* [PATCHSET 0/2] Avoid spurious syzbot induced hung task panics
@ 2026-01-21 23:22 Jens Axboe
2026-01-21 23:22 ` [PATCH 1/2] io_uring: add IO_URING_EXIT_WAIT_MAX definition Jens Axboe
2026-01-21 23:22 ` [PATCH 2/2] io_uring/io-wq: don't trigger hung task for syzbot craziness Jens Axboe
0 siblings, 2 replies; 3+ messages in thread
From: Jens Axboe @ 2026-01-21 23:22 UTC (permalink / raw)
To: io-uring
Hi,
For details, see this saga:
https://lore.kernel.org/io-uring/68a2decc.050a0220.e29e5.0099.GAE@google.com/
where the tldr is that there's no real bug here, it's just syzbot doing
hundreds of 2GB /dev/msr* reads in a tiny vm and with a bunch of
debugging enabled. That leads to triggering the hung task detector when
we wait on io-wq workers to exit. I did queue a patch for 6.19 that
makes this less likely to occur, as it'll only run the very first of
the items before noticing the cancelation:
https://lore.kernel.org/io-uring/937c3e38-368e-43eb-9d7e-2dcc0697799f@kernel.dk/
but even that isn't quite enough due to how much syzbot overloads the
system.
This will still throw a WARN_ON_ONCE(), which perhaps should just be a
printk() of some sort as the trace isn't THAT interesting. But it will
avoid hitting the hung task timeout detector, which for syzbot leads
to a panic + reboot.
io_uring/io-wq.c | 22 +++++++++++++++++++++-
io_uring/io_uring.c | 2 +-
io_uring/io_uring.h | 6 ++++++
3 files changed, 28 insertions(+), 2 deletions(-)
--
Jens Axboe
^ permalink raw reply [flat|nested] 3+ messages in thread
* [PATCH 1/2] io_uring: add IO_URING_EXIT_WAIT_MAX definition
2026-01-21 23:22 [PATCHSET 0/2] Avoid spurious syzbot induced hung task panics Jens Axboe
@ 2026-01-21 23:22 ` Jens Axboe
2026-01-21 23:22 ` [PATCH 2/2] io_uring/io-wq: don't trigger hung task for syzbot craziness Jens Axboe
1 sibling, 0 replies; 3+ messages in thread
From: Jens Axboe @ 2026-01-21 23:22 UTC (permalink / raw)

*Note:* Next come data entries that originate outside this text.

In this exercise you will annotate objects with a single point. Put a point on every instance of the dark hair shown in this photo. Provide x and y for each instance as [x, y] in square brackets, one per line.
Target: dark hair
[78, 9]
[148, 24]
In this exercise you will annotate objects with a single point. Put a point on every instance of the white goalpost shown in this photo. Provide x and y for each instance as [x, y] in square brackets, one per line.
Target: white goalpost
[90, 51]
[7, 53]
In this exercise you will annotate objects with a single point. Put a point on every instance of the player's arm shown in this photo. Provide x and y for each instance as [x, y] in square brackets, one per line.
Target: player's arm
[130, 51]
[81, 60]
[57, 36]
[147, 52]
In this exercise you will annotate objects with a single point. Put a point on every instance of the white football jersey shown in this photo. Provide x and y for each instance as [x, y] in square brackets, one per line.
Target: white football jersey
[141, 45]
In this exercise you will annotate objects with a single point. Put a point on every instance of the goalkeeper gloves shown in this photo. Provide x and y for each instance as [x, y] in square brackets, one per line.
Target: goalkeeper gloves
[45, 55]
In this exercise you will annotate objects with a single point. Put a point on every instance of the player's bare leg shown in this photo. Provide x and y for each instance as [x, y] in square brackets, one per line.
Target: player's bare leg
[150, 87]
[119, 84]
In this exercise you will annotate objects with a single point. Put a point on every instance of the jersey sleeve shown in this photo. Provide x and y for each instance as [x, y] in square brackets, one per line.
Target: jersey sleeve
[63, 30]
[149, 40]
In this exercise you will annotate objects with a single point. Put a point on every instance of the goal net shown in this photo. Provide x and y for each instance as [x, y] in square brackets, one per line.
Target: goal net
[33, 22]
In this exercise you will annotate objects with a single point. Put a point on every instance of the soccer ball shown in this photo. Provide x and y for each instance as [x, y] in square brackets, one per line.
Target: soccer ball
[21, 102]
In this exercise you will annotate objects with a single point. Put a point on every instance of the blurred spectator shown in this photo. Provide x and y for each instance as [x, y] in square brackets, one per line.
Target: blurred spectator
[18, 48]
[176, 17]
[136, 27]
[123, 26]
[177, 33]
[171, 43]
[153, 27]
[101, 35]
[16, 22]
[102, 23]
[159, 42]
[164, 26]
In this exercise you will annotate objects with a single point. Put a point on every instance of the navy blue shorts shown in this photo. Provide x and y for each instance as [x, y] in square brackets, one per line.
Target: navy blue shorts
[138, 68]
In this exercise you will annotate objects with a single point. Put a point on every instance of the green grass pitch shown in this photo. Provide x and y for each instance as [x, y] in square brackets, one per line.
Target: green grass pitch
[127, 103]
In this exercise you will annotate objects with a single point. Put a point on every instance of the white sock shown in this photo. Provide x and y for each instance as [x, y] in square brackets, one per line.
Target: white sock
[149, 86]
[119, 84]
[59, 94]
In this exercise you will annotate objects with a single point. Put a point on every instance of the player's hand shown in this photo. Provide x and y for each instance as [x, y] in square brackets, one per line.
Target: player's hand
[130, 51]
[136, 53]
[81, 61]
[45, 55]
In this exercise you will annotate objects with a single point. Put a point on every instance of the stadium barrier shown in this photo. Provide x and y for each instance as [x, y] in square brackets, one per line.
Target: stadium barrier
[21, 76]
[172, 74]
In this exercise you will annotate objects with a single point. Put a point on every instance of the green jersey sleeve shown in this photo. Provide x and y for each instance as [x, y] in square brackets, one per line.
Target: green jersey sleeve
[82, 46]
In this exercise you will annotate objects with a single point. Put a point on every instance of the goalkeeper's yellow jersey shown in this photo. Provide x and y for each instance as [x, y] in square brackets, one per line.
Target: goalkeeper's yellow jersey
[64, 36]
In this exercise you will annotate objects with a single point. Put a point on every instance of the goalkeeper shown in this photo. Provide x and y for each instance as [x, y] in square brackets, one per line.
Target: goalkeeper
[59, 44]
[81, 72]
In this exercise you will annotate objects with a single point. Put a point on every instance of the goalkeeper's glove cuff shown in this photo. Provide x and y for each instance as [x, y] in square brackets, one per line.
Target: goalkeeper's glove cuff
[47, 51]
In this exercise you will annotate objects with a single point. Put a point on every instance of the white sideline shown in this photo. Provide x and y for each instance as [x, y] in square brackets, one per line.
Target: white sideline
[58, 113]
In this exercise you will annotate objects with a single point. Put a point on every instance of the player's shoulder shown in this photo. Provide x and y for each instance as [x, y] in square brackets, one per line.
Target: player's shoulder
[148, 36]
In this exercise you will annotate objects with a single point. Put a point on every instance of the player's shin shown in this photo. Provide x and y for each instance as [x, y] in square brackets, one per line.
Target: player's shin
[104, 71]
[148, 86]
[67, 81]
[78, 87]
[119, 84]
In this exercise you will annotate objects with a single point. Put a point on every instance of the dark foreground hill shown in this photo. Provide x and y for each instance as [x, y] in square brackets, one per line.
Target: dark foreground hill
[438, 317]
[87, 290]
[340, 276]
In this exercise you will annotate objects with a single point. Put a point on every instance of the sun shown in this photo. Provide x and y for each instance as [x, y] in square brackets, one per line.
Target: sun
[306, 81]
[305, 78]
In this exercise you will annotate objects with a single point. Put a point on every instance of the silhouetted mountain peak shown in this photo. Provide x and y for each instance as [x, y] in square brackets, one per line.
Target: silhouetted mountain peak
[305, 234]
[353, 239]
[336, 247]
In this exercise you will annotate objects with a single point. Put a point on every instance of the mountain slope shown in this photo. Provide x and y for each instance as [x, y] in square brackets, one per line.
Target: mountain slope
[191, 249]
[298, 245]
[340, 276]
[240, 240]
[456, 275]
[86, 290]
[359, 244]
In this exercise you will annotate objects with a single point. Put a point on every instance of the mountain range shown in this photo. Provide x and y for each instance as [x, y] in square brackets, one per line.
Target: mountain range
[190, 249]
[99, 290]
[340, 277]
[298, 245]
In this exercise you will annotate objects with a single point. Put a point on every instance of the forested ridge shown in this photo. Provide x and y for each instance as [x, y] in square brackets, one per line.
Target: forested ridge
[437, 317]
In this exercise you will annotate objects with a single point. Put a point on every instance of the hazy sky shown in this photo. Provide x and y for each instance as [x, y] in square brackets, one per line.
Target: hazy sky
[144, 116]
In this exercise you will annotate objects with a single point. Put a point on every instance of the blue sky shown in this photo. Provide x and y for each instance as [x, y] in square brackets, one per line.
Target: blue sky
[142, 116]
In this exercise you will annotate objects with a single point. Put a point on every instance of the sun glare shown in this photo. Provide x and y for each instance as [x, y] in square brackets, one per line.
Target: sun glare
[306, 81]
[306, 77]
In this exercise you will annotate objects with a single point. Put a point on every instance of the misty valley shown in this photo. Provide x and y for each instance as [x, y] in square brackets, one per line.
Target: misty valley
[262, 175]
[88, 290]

To: io-uring; +Cc: Jens Axboe
Add the timeout we normally wait before complaining about things being
stuck waiting for cancelations to complete as a define, and use it in
io_ring_exit_work().
Signed-off-by: Jens Axboe <axboe@kernel.dk>
---
io_uring/io_uring.c | 2 +-
io_uring/io_uring.h | 6 ++++++
2 files changed, 7 insertions(+), 1 deletion(-)
diff --git a/io_uring/io_uring.c b/io_uring/io_uring.c
index b7a077c11c21..8f01e8503a64 100644
--- a/io_uring/io_uring.c
+++ b/io_uring/io_uring.c
@@ -2984,7 +2984,7 @@ static __cold void io_tctx_exit_cb(struct callback_head *cb)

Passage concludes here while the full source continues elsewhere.